Don't use conda activate

The default command for activating a conda environment doesn't work cleanly in an HPC environment. If you need a direct analogue, we recommend using `source activate`, which would look like the following for an environment installed to the prefix `/path/to/my/conda/environment`:

source activate /path/to/my/conda/environment

This generally behaves better than the default command, but will be deprecated in the not-too-distant future.

A more general approach can be to modify your PATH variable to include the environments' `bin` directory, preferably using a modulefile. This is explored via an example in our tutorial on software management at MSI.

Addressing version conflicts

Sometimes you will run into issues while building or using an environment where the package versions that the solver installed are not compatible. When you run into these errors at build time, they will look something like:

Solving environment: failed

LibMambaUnsatisfiableError: Encountered problems while solving:

  - package scipy-1.15.2-py310h1d65ade_0 requires python_abi 3.10.* *_cp310, but none of the providers can be installed

Here, a conflict between the package scipy and available versions of python_abi is being reported. Version conflicts of this type most commonly occur for environments with a large number of dependencies that are under active development.

Errors that show up at runtime will be more subtle and varied, and will likely not directly report an issue with package versions. But you might consider the possibility of a package version mismatch if you are running an example from the package developer on a freshly installed environment that crashes with an error traceback. This points to one or more python libraries installed to the environment.

In either case (build time or runtime), the recommended solutions are as follows:

Unpin package versions

If you are pinning package versions in your conda create command, try unpinning them. This allows the conda solver more flexibility in attempting to consistently solve the environment. For example, you would change:

conda create –copy -p /path/to/my/env python=2 numpy=1 scipy=1.15

Into:

conda create –copy -p /path/to/my/env python numpy scipy

Pin an older version of key package(s)

If you aren't pinning the package versions and the issue is still occurring, try pinning one or more packages to the second-most recent versions. You can browse releases for most packages on anaconda.org, e.g for scipy you can view all available versions here

Pinning a package to a previous release can help avoid issues that were just introduced with the latest release. I might want to pin scipy in this case, and 1.15.1 is the second-most recent release at the time of writing. The command I would try would then be:

conda create –copy -p /path/to/my/env python numpy scipy=1.15.1

Pin all packages to known working versions

If you have an environment snapshot or otherwise know the package versions for a working environment, try pinning the versions of all packages you are installing to those known-working versions.

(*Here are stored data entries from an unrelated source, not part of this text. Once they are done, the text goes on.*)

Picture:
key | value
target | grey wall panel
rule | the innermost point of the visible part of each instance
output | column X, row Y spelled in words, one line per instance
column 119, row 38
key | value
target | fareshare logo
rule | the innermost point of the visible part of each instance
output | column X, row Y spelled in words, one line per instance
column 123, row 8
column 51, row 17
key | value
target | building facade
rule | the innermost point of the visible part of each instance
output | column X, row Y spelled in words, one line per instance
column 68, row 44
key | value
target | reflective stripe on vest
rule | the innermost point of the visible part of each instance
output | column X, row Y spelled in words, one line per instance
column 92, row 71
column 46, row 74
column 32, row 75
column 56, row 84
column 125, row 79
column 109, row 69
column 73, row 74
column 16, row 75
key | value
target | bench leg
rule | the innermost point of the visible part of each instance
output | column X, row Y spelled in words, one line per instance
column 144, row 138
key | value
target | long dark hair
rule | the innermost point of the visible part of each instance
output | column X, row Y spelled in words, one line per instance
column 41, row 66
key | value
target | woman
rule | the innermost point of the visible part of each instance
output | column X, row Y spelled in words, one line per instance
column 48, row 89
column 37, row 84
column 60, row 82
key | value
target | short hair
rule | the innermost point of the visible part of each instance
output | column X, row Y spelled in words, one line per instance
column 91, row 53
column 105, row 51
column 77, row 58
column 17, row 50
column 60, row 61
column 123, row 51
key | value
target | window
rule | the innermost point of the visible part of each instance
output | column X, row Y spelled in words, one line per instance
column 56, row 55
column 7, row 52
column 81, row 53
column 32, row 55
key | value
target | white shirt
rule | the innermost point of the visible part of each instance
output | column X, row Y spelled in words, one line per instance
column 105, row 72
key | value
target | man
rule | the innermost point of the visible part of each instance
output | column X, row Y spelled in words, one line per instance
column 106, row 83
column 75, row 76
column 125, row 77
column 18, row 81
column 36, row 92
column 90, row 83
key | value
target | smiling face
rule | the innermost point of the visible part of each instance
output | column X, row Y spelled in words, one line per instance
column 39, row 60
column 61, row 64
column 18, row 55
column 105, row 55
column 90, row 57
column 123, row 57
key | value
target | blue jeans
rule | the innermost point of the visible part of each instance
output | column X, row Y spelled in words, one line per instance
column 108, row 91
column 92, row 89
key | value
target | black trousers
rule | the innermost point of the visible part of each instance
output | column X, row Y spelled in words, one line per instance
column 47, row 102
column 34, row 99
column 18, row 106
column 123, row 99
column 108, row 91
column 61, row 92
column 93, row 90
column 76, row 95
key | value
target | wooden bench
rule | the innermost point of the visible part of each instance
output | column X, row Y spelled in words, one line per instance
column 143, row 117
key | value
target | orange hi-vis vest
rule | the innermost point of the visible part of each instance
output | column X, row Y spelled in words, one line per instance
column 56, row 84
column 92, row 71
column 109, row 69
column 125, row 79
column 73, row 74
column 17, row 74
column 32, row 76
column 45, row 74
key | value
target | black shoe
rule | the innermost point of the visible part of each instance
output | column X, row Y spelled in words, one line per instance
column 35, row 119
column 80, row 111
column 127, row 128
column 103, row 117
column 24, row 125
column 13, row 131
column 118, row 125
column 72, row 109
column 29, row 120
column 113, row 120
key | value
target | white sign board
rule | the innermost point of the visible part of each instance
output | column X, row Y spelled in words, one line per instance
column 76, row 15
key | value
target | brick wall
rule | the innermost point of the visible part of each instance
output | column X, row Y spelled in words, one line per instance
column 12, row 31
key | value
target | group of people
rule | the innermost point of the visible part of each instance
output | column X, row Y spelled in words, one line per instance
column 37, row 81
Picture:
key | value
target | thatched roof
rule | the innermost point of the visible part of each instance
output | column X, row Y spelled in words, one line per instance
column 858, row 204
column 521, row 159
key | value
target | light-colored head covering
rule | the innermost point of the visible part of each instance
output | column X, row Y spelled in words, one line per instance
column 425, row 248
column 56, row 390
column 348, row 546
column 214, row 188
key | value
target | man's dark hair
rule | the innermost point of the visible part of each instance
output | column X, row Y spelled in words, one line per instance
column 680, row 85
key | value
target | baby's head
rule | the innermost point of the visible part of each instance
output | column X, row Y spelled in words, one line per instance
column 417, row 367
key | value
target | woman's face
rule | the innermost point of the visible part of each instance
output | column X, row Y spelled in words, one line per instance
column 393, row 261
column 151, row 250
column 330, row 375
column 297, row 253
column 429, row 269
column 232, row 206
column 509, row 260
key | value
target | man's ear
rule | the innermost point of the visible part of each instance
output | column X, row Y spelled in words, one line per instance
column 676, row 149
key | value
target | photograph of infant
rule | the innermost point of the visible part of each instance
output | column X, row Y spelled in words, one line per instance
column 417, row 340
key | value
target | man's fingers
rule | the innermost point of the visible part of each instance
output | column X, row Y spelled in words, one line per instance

If you don't have a reference to work from, you can try to manually determine the correct combination of package versions to use via trial and error. However, this is not practical for larger environments with dozens or hundreds of packages.

Wait until the issue is fixed

Wait a few days and try again. Often these issues arise when a package has many dependencies, and one of them is updated and the developers for other dependencies haven't updated their packages yet. 

You might also consider reporting the issue to the developers of the package you are having issues with, or to the developers maintaining the package repository you are using. For example, if you are working with conda-forge, you can look for and report issues to their github repository.